The very recent upping of Impaired Driving (DUI) offence penalties under Canada’s Criminal Code to a maximum of 10 years imprisonment means an offence is now considered “serious criminality” under the Immigration and Refugee Protection Act, and thus no longer qualifies for “deemed rehabilitation” 10 years post-sentence completion and has even triggered criminal inadmissibility problems for Permanent Residents who might acquire a DUI conviction. Now, a criminal rehabilitation application will be required every time for a DUI, and won’t even be possible until 5 years have passed from the end of sentence.

But there are ways to fix all of this. As a lawyer practicing both immigration law and criminal law in Canada for the past 24 years, here are my top 5 things you need to know to minimize the chances you’ll be flagged as criminally inadmissible, or fix inadmissibility if you are ever called out on it. 
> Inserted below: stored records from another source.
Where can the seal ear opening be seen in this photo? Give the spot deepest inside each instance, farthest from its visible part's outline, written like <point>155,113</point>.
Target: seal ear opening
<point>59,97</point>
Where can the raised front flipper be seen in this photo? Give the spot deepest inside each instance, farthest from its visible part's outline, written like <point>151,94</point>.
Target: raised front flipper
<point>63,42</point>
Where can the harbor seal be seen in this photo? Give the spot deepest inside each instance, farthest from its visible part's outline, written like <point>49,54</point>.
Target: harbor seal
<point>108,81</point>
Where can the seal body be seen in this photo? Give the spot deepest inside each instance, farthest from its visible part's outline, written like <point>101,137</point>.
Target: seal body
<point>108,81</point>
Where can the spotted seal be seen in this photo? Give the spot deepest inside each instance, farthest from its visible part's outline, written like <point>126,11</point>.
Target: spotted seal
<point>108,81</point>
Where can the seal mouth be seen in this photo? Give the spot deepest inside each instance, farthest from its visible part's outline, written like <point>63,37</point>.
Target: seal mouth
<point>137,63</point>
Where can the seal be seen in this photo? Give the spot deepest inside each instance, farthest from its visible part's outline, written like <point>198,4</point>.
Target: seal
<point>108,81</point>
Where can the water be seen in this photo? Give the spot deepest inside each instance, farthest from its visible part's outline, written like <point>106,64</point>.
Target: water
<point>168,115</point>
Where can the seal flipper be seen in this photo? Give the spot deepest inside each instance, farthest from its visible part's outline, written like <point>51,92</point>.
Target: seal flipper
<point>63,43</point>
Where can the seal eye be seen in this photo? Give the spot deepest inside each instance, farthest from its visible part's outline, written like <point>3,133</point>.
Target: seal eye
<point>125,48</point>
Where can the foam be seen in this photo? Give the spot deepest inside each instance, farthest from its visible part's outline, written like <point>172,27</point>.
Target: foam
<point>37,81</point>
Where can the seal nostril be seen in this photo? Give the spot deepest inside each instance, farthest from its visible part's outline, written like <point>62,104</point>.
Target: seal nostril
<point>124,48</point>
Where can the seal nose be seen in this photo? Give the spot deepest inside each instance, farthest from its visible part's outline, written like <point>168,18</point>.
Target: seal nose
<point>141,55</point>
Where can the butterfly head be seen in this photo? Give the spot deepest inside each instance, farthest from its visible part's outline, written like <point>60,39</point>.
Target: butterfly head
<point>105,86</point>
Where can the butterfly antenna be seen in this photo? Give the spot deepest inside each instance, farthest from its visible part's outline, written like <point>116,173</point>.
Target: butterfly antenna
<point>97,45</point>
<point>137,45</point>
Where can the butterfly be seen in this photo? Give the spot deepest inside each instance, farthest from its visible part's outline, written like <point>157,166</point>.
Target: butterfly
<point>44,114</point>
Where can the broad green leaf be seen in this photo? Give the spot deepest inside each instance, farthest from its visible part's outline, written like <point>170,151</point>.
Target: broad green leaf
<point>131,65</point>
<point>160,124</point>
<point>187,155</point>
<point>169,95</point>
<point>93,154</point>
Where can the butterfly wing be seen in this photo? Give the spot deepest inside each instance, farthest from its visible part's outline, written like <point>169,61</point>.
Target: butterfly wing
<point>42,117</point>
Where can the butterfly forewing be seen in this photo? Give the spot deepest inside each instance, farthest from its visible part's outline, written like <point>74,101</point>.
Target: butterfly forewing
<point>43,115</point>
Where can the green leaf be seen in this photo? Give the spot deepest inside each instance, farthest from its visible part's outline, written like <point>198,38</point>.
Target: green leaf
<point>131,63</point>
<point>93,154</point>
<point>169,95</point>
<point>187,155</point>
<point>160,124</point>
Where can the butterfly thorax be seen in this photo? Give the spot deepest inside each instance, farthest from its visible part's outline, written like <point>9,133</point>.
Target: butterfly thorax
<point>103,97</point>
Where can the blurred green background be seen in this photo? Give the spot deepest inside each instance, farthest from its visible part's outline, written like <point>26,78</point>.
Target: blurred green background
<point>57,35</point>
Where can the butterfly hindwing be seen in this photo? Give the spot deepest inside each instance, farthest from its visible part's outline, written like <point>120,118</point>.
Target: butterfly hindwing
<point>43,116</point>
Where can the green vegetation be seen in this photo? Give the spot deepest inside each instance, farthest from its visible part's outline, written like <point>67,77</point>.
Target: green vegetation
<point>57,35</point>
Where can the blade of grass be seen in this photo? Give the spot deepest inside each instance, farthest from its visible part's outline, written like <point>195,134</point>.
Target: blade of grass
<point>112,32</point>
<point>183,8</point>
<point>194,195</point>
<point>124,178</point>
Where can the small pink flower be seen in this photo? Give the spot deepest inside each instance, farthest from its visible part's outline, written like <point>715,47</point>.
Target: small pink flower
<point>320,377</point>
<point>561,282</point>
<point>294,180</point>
1. Obtain all Your Court Documents Prior to Applying for an ETA or Showing Up at the Border

As soon as you click “YES” to that ever committed, arrested, charged or convicted of a criminal offence question in Canada's online ETA form, you’re going to receive back a request to upload court documents. If you take too long to upload, Canada is going to reject your ETA. So be ready in advance for the request.

If you are in the United States and planning to show up at a Canadian land border crossing where an ETA isn’t a requirement, you should still plan to have court records in hand. You should also obtain a legal opinion in advance from a Canadian immigration lawyer on your admissibility, and carry that with you. Don’t run the risk of showing up at the border and being deemed inadmissible on the spot, as then you might be banned for life from Canada for having attempted to enter while being inadmissible. If inadmissible, the best cure is a paper/electronic application from a distance prior to attempting entry.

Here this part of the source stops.